Ways I could've cut cost further:
I went to the "big town" to do all my shopping, since they were having a sale on chicken and that alone cut my cost by dollars. I decided to buy the sour cream and lettuce there so I wouldn't have to go to yet another store (my local grocer) where they were on sale cheaper. It is an 18 mile drive from the "big town" store, and I didn't want to chance baby needing fed about the time I would've arrived back home at our local store. So, I paid $0.74 more for that convenience. I should've used lettuce from my garden, but I barely had enough (it has been a rough garden year!), and figured I'd save it for personal use.

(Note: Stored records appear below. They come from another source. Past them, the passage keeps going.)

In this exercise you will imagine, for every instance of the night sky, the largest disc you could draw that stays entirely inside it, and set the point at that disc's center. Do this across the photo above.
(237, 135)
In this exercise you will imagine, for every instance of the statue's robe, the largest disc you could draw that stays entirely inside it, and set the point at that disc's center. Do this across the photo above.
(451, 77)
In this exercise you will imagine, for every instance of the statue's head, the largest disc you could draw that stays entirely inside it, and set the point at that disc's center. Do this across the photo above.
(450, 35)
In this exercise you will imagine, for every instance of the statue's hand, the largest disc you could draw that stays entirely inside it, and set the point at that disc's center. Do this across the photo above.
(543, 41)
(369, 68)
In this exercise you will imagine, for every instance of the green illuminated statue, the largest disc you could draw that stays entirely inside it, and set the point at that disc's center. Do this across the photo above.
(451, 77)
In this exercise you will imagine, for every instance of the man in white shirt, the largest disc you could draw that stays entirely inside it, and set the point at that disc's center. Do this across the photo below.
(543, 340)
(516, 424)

I was on my way home from "big town" store when I realized I completely forgot the limes and cilantro even though it was on my list which I scanned numerous times before checking out. So I went back to our local store anyway. So much for paying for the convenience of getting the lettuce and sour cream at one store, because I could have just waited and gotten them cheaper had I known I needed to stop anyway. Thankfully baby was still content as ever as I shopped our local store for the two forgotten ingredients. We made it home and in the house before she let out even the smallest whimper. :)

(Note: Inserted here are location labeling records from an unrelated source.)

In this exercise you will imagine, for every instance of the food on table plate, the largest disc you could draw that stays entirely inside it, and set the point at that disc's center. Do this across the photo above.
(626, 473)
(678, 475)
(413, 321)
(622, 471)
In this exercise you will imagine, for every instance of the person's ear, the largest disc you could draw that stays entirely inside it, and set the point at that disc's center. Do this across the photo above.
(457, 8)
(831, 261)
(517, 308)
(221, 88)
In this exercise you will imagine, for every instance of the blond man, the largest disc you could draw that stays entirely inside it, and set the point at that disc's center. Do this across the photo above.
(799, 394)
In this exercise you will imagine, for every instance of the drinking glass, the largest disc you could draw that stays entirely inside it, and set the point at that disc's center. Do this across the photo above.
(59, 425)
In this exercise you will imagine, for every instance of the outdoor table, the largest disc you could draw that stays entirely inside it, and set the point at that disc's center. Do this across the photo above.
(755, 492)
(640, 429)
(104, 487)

I had one pound of beans already on my pantry shelf (@1.75/lb), but found a 5-lb bag much cheaper (@$1.00/lb) at a restaurant supply store, so I bought that not knowing how many beans I was actually going to use. I calculated my cost at the more expensive price, since I ended up only using that pound of beans I already had. Next time though, I will be able to use the smaller figure. :)
Leftovers:
We had a lot of rice and chicken leftover! My goal is to get better at having food leftover so I'm confident everyone is getting enough, plus having extra in the event more guests arrive. Anything leftover makes a great Monday night supper, or lunch for Aaron at work, which he took today and thoroughly enjoyed. We had a good 12-15 cups of [fluffed] cooked rice left, and about 6 cups of chicken. All of the veggies got eaten, as well as the salsa, corn, and beans. I had bought the cheese in a 5lb. bag, so I had lots to take home still. Also there was between 8-12 oz. of sour cream left.
Looking back:
I should've made twice as many beans. Because I was planning to mix it in with the chicken to stretch it, I didn't do a whole lot in order to keep it from being too beany. That one pound of beans were finished off right away and half the guests didn't have them as an option for their burritos. I guess they were more well liked as a topping than I anticipated! (I know I love beans, but didn't think everybody did!) I should've had another lime for the rice, and I also should've provided a little more lettuce and tomatoes. I think we had just enough.
This was one of my more expensive crowd meals, but I was aiming to try to serve more than usual, since I was aware of a few extra guests coming, and also because I wanted to try and plan for leftovers. Still, in planning on cooking for 40, I was able to get in at exactly $1 per serving. And the leftovers (enough for a couple meals), I will call free dinners for my family. This is a bit more than I hope to spend for a Crowd Meal, but considering the leftovers, we're alright. As long as I don't go over a dollar per person, I'll still call it a fairly inexpensive meal overall.